Back in the day, when I was a full time research nerd, I would sometimes dream of doing experiments in my garage. Ok, at the time we didn’t have a garage, but my desire was to do science on the cheap. No more grant deadlines and all that. No more feeling guilty if you left lab before 9pm or “only” came in for an hour or two on the weekend (research is really best suited for single folks sans kids IMHO). I loved being in the lab and actually doing science, but there was a definite conflict between that and being a normal husband and dad.
In my fantasy, I would have some sort high/low tech setup (centrifuges powered by exercise bikes… someday graduating to steam driven-Rube Goldberg-automation). I dreamed of asking questions that were both important enough to be publishable but obscure enough that no one else cared (allowing me to ignore the pedal powered centrifuge for weeks without fear of the competitors, who never seemed to get off their own exercise bikes).
There are a few standards this research must fulfill:
- Must fit into the learning objectives of my classes in a direct & obvious way.
- Must be so simple and robust that even that rare student who doesn’t listen to directions has a high likelyhood of getting meaningful data.
- Must fit into what I am doing right now. My colleagues and I are extremely busy, teaching is our first priority and things that do not directly involve teaching tend to get put off.
- Must not take more than the ~15 minutes of extra time I have each day.
- Must have the potential for students to think of their own questions and test their own hypotheses (because having students repeating “experiments” for which we know the outcomes makes me want to shove pencils through my eyes).
The very last thing I did in my professional research career (while working for the most brilliant (and nicest) boss ever) was to mess around with different chemicals trying to screw up the infectious cycle of retroviruses (HIV among them). One of the chemicals we used was juglone:
Its effect on retroviruses is a separate (yet incredibly important) story. The most important thing for me now is that my boss impressed me with the knowledge that juglone is made by walnut trees (thus the family “Juglandacea“, which includes hickories, pecans and walnuts).
That’s where this stayed for a couple of years. I got this full time teaching job, we moved out here, I taught, I graded papers, I worked on committees, I slept, I worked on committees. Every semester though, I managed to sneak out into the forest. With my classes, with my co-worker Todd (from whom I am obtaining an informal education in what can only be called natural history), by myself. When you’re out there with your eyes open you notice things. In the picture below (from our forest), compare the Black Walnut (green arrow) with the pine tree in the background (red arrow):
Who needs more personal space? Your damned straight man, that black walnut is all “honey badger secretes a toxic chemical and KILLS its neighbor’s plant babies”. That pine has all kinds of plants growing right up under it. The forest has an amazing ability to invade and push into new areas… I try to impress this on my students as we cross from the manicured lawn through the *wall* of greenery that is the edge of the forest with the question: “What do you think would happen if they stopped mowing this lawn?”. Black walnuts resort to chemical warfare to keep their neighbors away and juglone is a big nasty in their arsenal. Honey badger wouldn’t stand a chance against a black walnut.

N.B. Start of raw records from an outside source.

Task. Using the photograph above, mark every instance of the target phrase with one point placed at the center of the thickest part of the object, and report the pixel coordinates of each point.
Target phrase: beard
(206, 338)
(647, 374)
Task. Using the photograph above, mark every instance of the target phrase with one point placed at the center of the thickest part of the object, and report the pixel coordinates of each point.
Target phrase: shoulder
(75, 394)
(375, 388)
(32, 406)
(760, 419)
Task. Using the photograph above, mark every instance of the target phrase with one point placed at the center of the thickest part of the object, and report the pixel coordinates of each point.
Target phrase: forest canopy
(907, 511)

There is quite a literature on this, its called allelopathy (which roughly translates to “kill anything that isn’t me”). There are lots of people having their students doing similar experiments with different plants. There are so many places to go with this. To start, this semester I blended up different parts of a walnut (not the one pictured) and had students test its effect on the germination of tomato and corn seeds (repeating published data from the 40s). To butcher some metahpors, tomato seeds are quite the hot-house flower:
Infectious disease is my background, so whenever I want to know how much of something is present, I dilute it several times and see which dilution gives me 50% of whatever it is I am looking for. If you are working with a virus or a bacteria in petri dishes, this is called a “TCID50” (tissue culture infectious dose 50%). If you are infecting mice or other living organism, this is called an “LD50” (lethal dose 50%). So naturally I dilute out my extracts and look for a GID50 (germination inhibition dose 50%). It sort of works:
Things were going great. Students were doing real experiments, counting, graphing, not falling asleep. The chemistry professors seem game to having their students do some chemistry on this. Then I try to move to a cheaper seed after Jim (professor and colleague who has the best ideas and the calmest night-DJ voice I have ever heard) points out that tomato seeds are actually pretty spendy. So I try some peas after he buys me a bunch from the farmers market. A negative control, something besides water that doesn’t affect seed germination, would also be nice, so I blend up some sweetgum leaves (what could be more harmless and friendly than a tree named sweetgum??) and try that. (spoiler alert, I am aware that even had sweetgum extract not affected germination this would not have been a good negative control, but its going to be hard to find a genetic knockout black walnut lacking the ability to make juglone, so humor me). I will leave you with a picture of the results (last pictures taken in our living room yesterday). Obviously, the peas are throwing me a curve ball and sweetgum trees are honey badgers too, but hell, this is fun.